O que mais me preocupa em relação à situação atual é que, mesmo com o aumento dos juros da Selic (e é realmente a única ferramenta que qualquer BC tem ao seu dispor para isso), não estamos conseguindo efetividade para combater a inflação. A questão é mais profunda: a inflação atual passa pelos juros da dívida do próprio Estado (ele precisa aumentar o prêmio de seus títulos para rolar sua dívida porque em função do risco de calote percebido por quem compra esses títulos, sejam PF, bancos, empresas, fundos de pensão, etc.) ou seja, ao aumentar o prêmio ele paga mais juros e o espiral só aprofunda. É uma questão de quebra de confiança, pois a maioria simplesmente não acredita que o governo irá fazer o que precisa fazer: controle fiscal, enxugar gastos e despesas. É a expansão monetária do Estado que gera inflação. A correção de preços nas gôndolas não significa aumento de preços, mas perda do poder aquisitivo da moeda: o bem custa o mesmo, mas agora é necessário mais ‘dinheiros’ de uma moeda qualquer para adquiri-lo, porque o ‘dinheiro’ passou a valer menos. Simples assim.
Outro componente da inflação crescer apesar dos esforços do BC em controlá-la por meio da taxa Selic tem um cunho de mentalidade do brasileiro: simplesmente não somos japoneses, kuwaitianos ou chineses, não temos hábito de poupança. Quando vemos a inflação batendo à porta e os juros altos, passamos a antecipar compras ou compramos à vista, por medo de não sermos capazes de fazer isso no futuro. E esse medo é que alimenta o consumo atual. Em uma sociedade onde as famílias têm o hábito da poupança o crédito é mais barato justamente porque há muita gente guardando dinheiro e dispostas a emprestar ao ‘mercado’ em troca de algum juro, então quem toma empréstimo o faz pagando menos, já que a oferta é abundante. Já quando a poupança é insuficiente o crédito se torna mais escasso e caro, ou seja, o tomador de empréstimo paga mais pelo ‘dinheiro’ emprestado porque está competindo por ele com um maior número de tomadores por unidade de ‘dinheiro’.
No Brasil a poupança das famílias é pífia. Além da falta de mentalidade de poupar, o salário médio é baixo (cerca de R$ 2.350,00 - bruto), o que, somado ao custo de vida alto (veja nossa carga tributária escandinava sobre bens e serviços, apesar da entrega raquítica dos serviços públicos) dando pouca margem de manobra para as famílias consumirem e ao mesmo tempo pouparem.
Aqui 50% da população não investe em nada e 68% dos que investem o fazem somente na poupança (que perde para a inflação). O número de brasileiros que investem em outros ativos financeiros não passa de 5%. O endividamento atinge 77% das famílias, sendo que as inadimplentes totalizam 41,8%.

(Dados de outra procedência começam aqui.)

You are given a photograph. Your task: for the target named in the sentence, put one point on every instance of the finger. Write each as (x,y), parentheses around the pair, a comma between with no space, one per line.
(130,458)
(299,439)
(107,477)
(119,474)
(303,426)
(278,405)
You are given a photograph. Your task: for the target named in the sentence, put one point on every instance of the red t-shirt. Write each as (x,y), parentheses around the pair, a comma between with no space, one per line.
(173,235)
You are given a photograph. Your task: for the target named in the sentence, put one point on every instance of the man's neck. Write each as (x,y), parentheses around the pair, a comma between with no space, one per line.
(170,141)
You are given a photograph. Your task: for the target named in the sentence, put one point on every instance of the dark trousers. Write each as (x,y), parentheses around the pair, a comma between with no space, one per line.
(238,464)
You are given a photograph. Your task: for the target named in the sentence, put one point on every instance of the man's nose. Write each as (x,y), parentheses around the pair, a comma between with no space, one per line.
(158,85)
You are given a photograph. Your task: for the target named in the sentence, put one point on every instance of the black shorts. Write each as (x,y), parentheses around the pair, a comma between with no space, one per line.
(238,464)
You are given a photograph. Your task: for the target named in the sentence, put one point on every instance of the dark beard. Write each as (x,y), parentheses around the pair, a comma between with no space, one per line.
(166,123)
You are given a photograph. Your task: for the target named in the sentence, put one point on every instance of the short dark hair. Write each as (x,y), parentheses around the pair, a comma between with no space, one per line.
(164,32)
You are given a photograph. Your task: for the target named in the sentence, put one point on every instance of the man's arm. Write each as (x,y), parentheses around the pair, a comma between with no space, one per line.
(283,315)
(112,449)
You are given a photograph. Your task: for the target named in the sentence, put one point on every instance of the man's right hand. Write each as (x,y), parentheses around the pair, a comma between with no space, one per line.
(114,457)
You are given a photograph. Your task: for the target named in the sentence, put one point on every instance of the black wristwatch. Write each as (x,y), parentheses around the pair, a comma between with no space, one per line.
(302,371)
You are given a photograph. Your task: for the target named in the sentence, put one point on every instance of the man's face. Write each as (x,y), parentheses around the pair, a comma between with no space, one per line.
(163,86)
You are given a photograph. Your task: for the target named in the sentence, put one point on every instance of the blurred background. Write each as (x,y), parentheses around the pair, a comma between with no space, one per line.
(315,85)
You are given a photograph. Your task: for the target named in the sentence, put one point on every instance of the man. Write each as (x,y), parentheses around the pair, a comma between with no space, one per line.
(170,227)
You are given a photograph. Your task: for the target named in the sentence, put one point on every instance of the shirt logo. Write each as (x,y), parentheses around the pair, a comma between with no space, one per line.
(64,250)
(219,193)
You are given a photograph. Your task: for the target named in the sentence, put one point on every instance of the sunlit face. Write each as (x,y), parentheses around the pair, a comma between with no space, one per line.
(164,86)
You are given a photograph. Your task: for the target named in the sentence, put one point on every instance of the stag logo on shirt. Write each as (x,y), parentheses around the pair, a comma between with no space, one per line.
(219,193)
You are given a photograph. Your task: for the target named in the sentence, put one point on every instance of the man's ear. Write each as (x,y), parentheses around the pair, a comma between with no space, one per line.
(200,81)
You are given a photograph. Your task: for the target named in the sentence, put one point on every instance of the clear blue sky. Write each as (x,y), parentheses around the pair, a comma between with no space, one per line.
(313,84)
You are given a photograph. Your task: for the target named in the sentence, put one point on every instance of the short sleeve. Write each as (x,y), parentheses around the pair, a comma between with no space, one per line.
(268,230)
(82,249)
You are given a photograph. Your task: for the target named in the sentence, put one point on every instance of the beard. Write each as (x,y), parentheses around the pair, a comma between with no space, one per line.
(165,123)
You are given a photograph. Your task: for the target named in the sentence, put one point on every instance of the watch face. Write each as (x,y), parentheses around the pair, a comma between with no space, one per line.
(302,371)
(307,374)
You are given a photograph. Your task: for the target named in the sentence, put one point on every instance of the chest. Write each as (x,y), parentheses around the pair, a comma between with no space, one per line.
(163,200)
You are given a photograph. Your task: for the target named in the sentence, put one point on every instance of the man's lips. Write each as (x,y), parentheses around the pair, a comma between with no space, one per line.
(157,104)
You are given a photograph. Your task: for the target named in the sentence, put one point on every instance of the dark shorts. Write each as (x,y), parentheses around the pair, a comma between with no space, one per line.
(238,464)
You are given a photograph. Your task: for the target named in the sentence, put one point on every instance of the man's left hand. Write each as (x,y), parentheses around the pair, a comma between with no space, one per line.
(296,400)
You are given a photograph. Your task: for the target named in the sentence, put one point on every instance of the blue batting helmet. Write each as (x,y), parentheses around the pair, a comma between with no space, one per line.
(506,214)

Baixar os juros a fórceps, como alguns defendem, pode até trazer algum resultado de curto prazo para as empresas e seus fluxos de caixa, baixando o valor das linhas de crédito para investimento, etc e pode até tornar a bolsa daqui mais atrativa por um curto período em comparação aos fundos de RF (apesar de seu risco de portfólio concentrado, pois temos poucas empresas listadas em bolsa para ajudar a pulverizar o risco e dar opções aos investidores. Nos últimos 3 anos não foi feito nenhum novo IPO no Brasil, nos EUA, até outubro de 2024 foram computados 186 novos IPO. O Brasil representa menos de 1% do volume financeiro global, os EUA respondem por mais de 50% desse volume e 26% do PIB mundial... só para efeito de comparação), e principalmente ajudaria... o GOVERNO em suas emissões de títulos de dívida. E é esse o real motivo para alguns membros do atual governo insistirem tanto nessa tecla: querem aumentar sua própria dívida pagando menos por ela, mesmo que para isso tenham que corromper a lógica macroeconômica mais básica.
Mas no médio e longo prazos haverá descolamento dos juros futuros, a disparada do câmbio e o aumento exponencial da crise de credibilidade do governo, obrigando novos aumentos de juros para consertar algo que poderia e deveria ser evitado.
Além disso, para quem ganha pouco (75% da população está nas classes CDE), não poupa e já está endividado (e não pode contrair novas dívidas), os juros altos atuais são menos impactantes. Mais importante seria o governo controlar seus gastos, evitar a expansão monetária provocada pelo déficit fiscal, deixando de gerar inflação (depreciação da moeda) que corrói a pouca renda que a maioria das famílias possuem.